Tyler Wall calls this approach AI-directed development — using AI as a core part of the engineering process, not an afterthought. The GPT-3 deployment was the earliest expression of that philosophy. For context on where the field was in 2022, OpenAI's original GPT-3 paper remains a good reference point.
See the Trajectory
The GPT-3 work at ButcherBox was the start. The AI engineering profile shows where that trajectory led — multi-agent systems, automated code generation, and AI governance at enterprise scale. The chatbot on this portfolio is a direct descendant of the same philosophy: AI that does real work, with guardrails, reviewed by humans.
In This Series
- One Afternoon, 23 Backgrounds — The 23 canvas engines behind every page
- One Resume Is Not Enough — How YAML drives 16 portfolio variants
- Text Is Not Enough — The profile-aware AI chatbot
- Why Everything Is Glass — The glassmorphism design system
- Ask ChatGPT Who Tyler Wall Is — Infrastructure and AI discoverability
Frequently Asked Questions
What did GPT-3 actually do at ButcherBox?
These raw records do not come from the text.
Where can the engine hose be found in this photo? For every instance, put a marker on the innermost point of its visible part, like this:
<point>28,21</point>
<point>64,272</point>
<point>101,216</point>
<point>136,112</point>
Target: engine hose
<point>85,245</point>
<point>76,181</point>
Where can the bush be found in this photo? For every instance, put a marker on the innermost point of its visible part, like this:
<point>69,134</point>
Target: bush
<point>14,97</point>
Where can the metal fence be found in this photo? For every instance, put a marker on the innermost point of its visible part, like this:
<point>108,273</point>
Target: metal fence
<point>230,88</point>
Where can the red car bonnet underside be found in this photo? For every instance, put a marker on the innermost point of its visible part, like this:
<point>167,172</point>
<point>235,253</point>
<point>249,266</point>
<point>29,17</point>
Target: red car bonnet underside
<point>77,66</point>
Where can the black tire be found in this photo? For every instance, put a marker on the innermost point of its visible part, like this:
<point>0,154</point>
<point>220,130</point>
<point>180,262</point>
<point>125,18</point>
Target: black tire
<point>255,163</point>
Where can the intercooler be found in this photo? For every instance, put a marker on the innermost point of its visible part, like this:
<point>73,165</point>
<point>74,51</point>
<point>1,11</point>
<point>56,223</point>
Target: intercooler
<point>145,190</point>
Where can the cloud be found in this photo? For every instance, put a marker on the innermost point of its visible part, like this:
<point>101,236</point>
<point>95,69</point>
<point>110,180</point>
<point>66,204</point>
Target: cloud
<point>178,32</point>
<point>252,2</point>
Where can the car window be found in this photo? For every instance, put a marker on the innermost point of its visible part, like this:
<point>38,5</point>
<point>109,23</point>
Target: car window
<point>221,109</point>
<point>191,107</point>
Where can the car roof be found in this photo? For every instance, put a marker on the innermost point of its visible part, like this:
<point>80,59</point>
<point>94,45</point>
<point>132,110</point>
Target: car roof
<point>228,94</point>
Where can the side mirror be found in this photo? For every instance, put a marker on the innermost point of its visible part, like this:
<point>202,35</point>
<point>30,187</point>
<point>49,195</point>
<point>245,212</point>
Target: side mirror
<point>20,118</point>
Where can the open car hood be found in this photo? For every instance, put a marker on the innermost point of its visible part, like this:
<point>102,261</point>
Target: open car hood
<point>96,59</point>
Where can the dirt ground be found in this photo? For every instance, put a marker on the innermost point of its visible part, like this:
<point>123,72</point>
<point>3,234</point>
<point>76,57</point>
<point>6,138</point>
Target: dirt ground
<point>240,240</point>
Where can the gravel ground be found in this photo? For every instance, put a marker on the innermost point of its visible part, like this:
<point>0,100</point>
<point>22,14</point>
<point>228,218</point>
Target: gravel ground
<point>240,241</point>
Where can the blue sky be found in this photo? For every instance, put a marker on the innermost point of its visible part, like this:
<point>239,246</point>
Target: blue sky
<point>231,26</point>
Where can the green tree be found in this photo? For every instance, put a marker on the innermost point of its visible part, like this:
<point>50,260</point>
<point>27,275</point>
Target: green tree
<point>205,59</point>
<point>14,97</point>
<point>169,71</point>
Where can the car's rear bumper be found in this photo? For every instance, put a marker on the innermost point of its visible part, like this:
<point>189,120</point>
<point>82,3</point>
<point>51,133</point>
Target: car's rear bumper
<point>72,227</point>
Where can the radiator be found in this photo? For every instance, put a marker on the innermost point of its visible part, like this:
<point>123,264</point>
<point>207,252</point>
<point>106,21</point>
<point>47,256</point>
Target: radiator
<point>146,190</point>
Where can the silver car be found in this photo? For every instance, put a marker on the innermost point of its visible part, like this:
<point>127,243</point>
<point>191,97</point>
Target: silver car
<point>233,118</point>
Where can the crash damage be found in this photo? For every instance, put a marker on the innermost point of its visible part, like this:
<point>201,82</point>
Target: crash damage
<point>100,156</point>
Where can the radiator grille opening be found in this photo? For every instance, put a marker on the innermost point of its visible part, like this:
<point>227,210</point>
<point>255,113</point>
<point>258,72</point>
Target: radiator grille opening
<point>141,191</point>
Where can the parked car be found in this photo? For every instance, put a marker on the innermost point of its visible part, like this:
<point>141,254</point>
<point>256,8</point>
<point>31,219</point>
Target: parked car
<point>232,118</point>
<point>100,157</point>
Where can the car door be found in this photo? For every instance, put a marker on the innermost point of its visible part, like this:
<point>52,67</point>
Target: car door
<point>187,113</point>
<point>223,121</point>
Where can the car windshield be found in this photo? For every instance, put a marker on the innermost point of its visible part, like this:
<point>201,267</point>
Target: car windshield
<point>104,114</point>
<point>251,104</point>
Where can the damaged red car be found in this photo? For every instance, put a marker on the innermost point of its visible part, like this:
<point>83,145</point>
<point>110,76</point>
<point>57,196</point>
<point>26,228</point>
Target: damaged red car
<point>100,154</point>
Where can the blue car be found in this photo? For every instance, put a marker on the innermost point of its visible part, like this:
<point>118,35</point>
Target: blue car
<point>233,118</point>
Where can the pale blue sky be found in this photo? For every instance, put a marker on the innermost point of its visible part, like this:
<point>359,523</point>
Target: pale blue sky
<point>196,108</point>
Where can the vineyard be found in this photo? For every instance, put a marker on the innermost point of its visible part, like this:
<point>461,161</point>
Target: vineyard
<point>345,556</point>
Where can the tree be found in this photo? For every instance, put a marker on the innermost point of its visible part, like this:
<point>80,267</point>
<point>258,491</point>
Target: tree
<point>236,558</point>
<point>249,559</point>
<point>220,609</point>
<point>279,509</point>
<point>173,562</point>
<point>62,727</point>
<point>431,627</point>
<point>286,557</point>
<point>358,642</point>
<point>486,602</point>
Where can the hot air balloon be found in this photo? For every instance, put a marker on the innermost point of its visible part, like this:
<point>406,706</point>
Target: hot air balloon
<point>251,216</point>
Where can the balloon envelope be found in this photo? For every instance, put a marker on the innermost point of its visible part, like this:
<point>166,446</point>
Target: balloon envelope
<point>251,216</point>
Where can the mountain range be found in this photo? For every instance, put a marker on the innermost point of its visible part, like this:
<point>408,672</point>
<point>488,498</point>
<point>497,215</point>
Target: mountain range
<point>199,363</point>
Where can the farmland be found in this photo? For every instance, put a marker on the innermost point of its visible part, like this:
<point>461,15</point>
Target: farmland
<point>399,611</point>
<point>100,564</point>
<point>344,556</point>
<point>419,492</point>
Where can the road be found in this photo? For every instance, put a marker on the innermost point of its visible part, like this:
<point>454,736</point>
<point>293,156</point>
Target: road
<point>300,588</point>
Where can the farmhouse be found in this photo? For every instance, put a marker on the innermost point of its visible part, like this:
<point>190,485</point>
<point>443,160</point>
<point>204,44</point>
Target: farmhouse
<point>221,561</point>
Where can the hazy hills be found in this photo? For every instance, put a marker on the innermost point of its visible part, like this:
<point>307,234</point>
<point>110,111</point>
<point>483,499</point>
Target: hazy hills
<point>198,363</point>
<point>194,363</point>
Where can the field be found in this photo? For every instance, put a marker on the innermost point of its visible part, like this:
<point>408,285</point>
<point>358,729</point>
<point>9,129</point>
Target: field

GPT-3 automated customer support workflows at ButcherBox, handling routine requests that previously required manual processing. It drafted responses, categorized tickets, and surfaced relevant order data — saving approximately 2 hours per week per employee across the support team, with an NPS of 57.
Why was GPT-3 adoption in 2022 considered early?
ChatGPT launched in November 2022 and brought LLMs into mainstream awareness. My GPT-3 implementation at ButcherBox was running in production months before that, making it one of the earliest enterprise GPT deployments — at a time when most engineers had never heard of large language models.
What guardrails did you put on GPT-3 in production?
Every GPT-3 output went through human review before reaching a customer. The system drafted responses and surfaced recommendations, but a support team member always had final approval. Token budgets, content filtering, and fallback paths to manual handling kept the system safe when the model returned low-confidence results.